In 2001, Holocaust Memorial Day (27 January) was designated as an international day of commemoration: a day to remember the six million Jews murdered during the Holocaust, alongside the millions of other people killed under Nazi Persecution and in genocides that followed in Cambodia, Rwanda, Bosnia and Darfur.*
In response to the newly launched Holocaust Memorial Day, two synagogues in Northwood, north-west London, joined together to create educational events for local secondary school students. Known then as Northwood Holocaust Memorial Day Events, our aim was to enable students to hear first-hand the testimonies of those who had survived the Holocaust, and from this to gain an understanding of the need to resist all forms of racism, discrimination and bullying in order to build a better, safer future for us all.
From a handful of local schools attending, Northwood Holocaust Memorial Day Events grew steadily over the ensuing 21 years, with over 35,000 secondary school students attending our events over this period.
Encouraged by the hugely positive response from teachers and students alike to our events, we sought charitable status. By Holocaust Memorial Day 2020, we had metamorphosed into a fully-fledged charity, Holocaust Learning UK.
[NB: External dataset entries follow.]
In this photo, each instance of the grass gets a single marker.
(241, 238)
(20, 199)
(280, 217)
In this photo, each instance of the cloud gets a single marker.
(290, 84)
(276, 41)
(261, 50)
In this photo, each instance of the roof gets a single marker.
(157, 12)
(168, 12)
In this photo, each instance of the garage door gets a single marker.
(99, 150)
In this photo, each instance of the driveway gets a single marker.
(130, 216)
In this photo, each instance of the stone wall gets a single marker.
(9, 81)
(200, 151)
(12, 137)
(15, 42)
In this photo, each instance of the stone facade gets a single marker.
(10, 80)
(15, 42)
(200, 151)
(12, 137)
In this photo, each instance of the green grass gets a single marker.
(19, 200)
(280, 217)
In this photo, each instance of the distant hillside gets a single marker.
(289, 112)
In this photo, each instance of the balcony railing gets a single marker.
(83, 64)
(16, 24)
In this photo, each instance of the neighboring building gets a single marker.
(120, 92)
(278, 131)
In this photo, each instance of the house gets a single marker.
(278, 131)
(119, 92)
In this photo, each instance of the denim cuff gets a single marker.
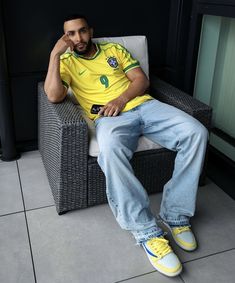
(181, 221)
(142, 236)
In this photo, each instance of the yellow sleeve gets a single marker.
(64, 74)
(126, 59)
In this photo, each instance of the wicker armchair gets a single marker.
(75, 178)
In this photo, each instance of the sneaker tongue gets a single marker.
(182, 229)
(160, 246)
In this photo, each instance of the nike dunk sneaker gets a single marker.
(183, 236)
(162, 257)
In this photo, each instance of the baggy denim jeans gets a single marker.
(171, 128)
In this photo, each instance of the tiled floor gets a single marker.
(87, 246)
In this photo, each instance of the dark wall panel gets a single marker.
(32, 28)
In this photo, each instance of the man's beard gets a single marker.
(86, 50)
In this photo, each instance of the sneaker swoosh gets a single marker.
(149, 252)
(80, 73)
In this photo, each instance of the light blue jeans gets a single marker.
(118, 138)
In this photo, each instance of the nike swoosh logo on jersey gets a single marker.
(80, 73)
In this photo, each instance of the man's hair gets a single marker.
(74, 17)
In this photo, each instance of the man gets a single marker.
(106, 74)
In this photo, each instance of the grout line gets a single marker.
(180, 276)
(41, 207)
(7, 214)
(210, 255)
(127, 279)
(26, 210)
(27, 227)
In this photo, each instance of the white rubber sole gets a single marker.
(174, 274)
(178, 244)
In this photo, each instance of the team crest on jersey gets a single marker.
(112, 62)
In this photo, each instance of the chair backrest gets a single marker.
(136, 44)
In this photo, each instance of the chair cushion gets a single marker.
(136, 44)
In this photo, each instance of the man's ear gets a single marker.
(91, 32)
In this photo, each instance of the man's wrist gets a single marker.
(55, 55)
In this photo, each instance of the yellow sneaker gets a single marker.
(162, 257)
(183, 236)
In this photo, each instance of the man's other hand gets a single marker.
(113, 107)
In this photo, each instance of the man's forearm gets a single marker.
(53, 84)
(136, 88)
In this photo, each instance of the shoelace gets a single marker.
(159, 246)
(178, 230)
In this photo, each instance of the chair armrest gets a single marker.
(175, 97)
(63, 144)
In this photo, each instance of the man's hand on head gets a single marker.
(113, 107)
(62, 45)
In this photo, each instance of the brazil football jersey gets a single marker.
(101, 78)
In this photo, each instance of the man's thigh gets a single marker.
(165, 124)
(120, 131)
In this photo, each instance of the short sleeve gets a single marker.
(127, 61)
(64, 74)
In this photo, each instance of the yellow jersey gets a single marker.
(101, 78)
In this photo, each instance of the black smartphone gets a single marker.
(95, 108)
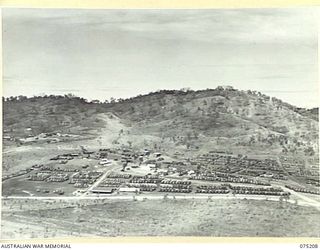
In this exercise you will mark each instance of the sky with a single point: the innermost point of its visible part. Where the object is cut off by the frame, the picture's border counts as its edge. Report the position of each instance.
(98, 54)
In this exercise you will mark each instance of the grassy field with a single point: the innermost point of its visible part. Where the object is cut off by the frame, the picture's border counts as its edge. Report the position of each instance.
(39, 218)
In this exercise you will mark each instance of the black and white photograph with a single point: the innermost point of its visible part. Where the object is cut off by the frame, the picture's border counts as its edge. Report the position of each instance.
(160, 122)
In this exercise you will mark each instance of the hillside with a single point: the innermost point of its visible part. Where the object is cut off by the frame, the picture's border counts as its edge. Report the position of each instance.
(212, 119)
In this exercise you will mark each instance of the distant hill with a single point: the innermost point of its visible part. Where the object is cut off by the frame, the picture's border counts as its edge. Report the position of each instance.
(221, 118)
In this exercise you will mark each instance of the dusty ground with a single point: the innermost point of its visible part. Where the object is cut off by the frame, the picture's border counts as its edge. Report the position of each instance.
(157, 218)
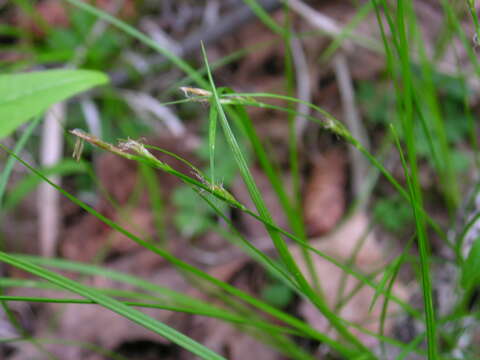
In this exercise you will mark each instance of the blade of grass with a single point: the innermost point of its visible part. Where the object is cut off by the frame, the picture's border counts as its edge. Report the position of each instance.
(141, 37)
(189, 268)
(114, 305)
(265, 214)
(7, 170)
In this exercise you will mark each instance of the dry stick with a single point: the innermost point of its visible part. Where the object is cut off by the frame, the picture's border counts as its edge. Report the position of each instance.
(354, 124)
(315, 18)
(227, 25)
(48, 198)
(52, 149)
(303, 86)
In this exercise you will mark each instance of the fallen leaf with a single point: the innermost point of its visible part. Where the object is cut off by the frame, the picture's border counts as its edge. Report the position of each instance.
(324, 195)
(340, 245)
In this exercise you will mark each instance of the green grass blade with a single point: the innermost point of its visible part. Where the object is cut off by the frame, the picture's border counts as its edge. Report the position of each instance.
(114, 305)
(279, 243)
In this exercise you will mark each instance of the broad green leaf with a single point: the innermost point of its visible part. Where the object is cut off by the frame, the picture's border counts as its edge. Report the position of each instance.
(25, 95)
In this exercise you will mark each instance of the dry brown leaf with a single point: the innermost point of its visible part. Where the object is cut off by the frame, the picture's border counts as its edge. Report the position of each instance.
(324, 195)
(370, 257)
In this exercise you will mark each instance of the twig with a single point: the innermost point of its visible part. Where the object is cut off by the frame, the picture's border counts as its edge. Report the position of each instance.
(48, 198)
(92, 116)
(303, 85)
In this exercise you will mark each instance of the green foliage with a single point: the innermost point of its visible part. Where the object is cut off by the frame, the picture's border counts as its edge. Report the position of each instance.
(65, 42)
(393, 214)
(22, 96)
(194, 217)
(470, 276)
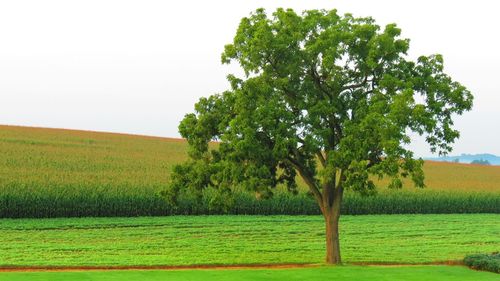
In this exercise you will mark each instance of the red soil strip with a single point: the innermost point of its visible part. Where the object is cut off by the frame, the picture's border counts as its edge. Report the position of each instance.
(197, 267)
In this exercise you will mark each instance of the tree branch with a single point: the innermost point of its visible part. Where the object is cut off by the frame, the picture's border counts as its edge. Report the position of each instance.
(309, 180)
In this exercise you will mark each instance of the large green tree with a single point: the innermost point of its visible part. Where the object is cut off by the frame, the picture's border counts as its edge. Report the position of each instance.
(327, 97)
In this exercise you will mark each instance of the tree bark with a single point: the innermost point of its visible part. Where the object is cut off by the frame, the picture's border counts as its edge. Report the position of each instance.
(332, 215)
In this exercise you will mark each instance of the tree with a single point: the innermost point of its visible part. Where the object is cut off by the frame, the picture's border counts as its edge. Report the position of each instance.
(326, 97)
(480, 162)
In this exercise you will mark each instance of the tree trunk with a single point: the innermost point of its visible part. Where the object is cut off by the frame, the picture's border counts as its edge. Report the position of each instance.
(332, 215)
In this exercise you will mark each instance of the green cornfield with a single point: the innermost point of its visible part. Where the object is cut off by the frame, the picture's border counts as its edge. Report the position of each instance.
(66, 173)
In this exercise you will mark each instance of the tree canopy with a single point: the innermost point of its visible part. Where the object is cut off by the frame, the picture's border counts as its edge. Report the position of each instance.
(327, 97)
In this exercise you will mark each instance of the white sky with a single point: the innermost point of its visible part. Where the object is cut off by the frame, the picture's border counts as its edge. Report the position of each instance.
(139, 66)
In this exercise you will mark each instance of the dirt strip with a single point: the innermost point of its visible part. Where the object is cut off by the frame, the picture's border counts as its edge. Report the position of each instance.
(212, 267)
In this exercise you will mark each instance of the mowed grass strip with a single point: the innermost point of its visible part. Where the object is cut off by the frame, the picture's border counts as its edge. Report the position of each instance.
(343, 273)
(204, 240)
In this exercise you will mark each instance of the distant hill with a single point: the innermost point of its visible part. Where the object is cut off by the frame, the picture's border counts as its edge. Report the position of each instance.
(468, 158)
(95, 162)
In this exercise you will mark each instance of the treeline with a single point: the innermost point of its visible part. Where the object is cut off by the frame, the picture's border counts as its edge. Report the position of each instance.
(112, 204)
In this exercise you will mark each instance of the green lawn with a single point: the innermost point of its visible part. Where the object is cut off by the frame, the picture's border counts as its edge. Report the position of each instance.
(243, 239)
(345, 273)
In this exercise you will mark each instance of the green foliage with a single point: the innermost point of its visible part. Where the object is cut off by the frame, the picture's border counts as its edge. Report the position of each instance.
(484, 262)
(189, 240)
(343, 273)
(328, 97)
(70, 201)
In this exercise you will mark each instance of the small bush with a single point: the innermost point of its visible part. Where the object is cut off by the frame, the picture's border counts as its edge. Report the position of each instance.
(484, 262)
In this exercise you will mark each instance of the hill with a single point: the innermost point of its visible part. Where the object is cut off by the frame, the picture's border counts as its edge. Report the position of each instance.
(45, 157)
(469, 158)
(56, 172)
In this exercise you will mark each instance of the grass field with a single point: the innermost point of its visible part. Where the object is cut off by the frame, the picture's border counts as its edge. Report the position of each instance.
(344, 273)
(54, 173)
(191, 240)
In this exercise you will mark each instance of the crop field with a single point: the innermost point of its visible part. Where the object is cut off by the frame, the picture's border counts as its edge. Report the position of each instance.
(344, 273)
(54, 173)
(201, 240)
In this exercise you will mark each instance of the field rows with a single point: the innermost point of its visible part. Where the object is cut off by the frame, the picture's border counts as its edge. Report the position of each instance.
(243, 239)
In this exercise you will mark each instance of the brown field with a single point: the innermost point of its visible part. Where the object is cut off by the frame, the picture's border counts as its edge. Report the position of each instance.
(37, 157)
As the coronavirus pandemic took hold, it was apparent to us that we could not hold our live events. We looked for ways to continue to bring an understanding of the Holocaust to young people, mindful of the fact that in times of trouble, the fight against discrimination and intolerance is ever more important.
In response to this, our suite of films was born.
The Out of the Darkness films are all distinct and each film offers unique and differentiated learning opportunities for students (please click on each film above to read more). The films have been made with the advice and historical and editorial contribution from Holocaust Educational Trust. At their core, all Holocaust Learning UK films seek to encourage students to learn the lessons from the past to help build a better, safer future for everyone.
The films and all supporting resources for teachers are provided at no charge to all schools.